Horses that are hard to catch are unsure, disrespectful and fearful. Before training her my mare used to be the same, running away at any chance she got. Now she approaches me with enthusiasm and with a neigh.
You often get people recommending treats for a hard to catch horse but this is dangerous especially if you get crowded by other horses. Not only does it make the horse assume that you will always have treats, your horse is more likely to become pushier, nippy and impatient. If one day you arrive at that field without treats, that horse will have absolutely no reason to want to approach you, therefore the use of treats, in this case, is not beneficial.
Instead of trying to bribe your horse with treats I didn't fight my mare to try and get her to come in. Instead what I did was simply made the wrong thing hard and the right thing easy.
If I walked up to my mare and she turned to walk away, I'd simply tell her 'alright, you can go over there away from me but it's going to be hard work!' by moving her feet away from me but making her put some effort into her feet. If she's going to walk away I don't want her strolling, I want her sprinting putting all of her efforts into it! (Adding pressure).
Moving your horse's feet is your way of communicating that you are in charge.
Eventually, your horse/donkey will learn that actually, it's much easier to face you with respect. When your equine stops moving away from you and looks at you with both eyes and ears, reward them by walking away (releasing pressure). Give her some distance before approaching her again. It's useful to not look them directly in the eye as this is intimidating for a prey animal.

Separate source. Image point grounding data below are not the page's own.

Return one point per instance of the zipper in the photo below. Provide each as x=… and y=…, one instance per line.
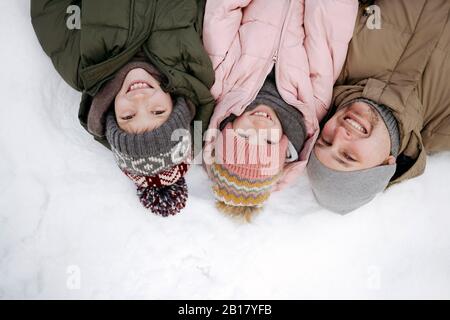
x=271, y=63
x=275, y=58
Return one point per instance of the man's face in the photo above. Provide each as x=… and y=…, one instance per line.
x=355, y=138
x=141, y=105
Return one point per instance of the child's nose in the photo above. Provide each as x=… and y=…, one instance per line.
x=342, y=133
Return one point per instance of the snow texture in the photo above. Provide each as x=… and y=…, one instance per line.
x=72, y=227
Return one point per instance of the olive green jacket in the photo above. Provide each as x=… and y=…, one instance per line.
x=113, y=31
x=405, y=65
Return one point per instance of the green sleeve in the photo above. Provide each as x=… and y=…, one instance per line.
x=61, y=43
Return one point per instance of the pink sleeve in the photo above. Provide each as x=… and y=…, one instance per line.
x=220, y=30
x=329, y=28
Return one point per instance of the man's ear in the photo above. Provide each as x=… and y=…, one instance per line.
x=390, y=160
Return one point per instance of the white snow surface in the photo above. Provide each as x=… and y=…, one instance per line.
x=72, y=227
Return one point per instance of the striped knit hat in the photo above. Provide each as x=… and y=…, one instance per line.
x=243, y=173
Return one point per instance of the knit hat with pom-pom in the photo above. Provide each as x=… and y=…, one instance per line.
x=243, y=173
x=156, y=161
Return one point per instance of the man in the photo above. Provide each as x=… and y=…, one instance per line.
x=391, y=104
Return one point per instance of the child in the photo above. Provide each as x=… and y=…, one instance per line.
x=144, y=74
x=275, y=64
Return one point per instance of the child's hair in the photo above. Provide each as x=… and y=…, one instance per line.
x=244, y=214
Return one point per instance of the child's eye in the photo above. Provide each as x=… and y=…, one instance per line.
x=128, y=117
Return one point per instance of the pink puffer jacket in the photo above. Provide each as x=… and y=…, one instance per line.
x=307, y=40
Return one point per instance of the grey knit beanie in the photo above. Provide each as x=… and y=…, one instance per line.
x=345, y=191
x=388, y=118
x=291, y=119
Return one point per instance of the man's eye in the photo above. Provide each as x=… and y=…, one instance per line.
x=243, y=135
x=127, y=117
x=346, y=156
x=326, y=142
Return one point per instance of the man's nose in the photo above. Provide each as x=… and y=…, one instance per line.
x=342, y=133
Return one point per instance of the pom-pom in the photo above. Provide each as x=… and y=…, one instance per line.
x=165, y=200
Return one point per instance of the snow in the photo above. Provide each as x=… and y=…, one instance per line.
x=71, y=226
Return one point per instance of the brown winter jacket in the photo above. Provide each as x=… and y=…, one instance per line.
x=405, y=65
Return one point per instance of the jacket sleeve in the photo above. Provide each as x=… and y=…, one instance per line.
x=329, y=26
x=60, y=43
x=220, y=35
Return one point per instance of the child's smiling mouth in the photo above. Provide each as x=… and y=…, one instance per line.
x=137, y=85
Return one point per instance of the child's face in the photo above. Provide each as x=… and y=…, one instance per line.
x=260, y=124
x=141, y=105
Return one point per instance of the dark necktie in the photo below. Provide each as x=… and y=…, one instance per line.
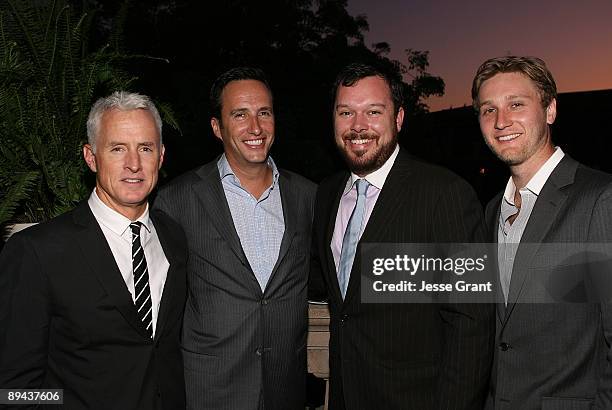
x=142, y=291
x=351, y=236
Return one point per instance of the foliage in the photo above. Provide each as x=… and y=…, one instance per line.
x=301, y=44
x=48, y=81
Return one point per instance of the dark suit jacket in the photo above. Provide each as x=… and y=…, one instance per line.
x=242, y=345
x=69, y=321
x=404, y=356
x=555, y=355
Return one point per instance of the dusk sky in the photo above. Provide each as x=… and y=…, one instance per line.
x=573, y=37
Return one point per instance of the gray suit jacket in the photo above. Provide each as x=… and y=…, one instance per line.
x=242, y=347
x=555, y=356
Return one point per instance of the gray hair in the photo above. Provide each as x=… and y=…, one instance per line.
x=120, y=100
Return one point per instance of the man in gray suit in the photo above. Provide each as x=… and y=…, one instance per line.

You'll find that eventually, she will figure out that running away is hard work and looking at you is easier. She'll grow more confident the more consistent you are with this and will walk towards you knowing that it is the easier option rather than losing weight by running away.
It's useful to practice this in an enclosed space once you've managed to catch her again. It does take patience but the long way round is always the right way with horses. There are no shortcuts in training equines.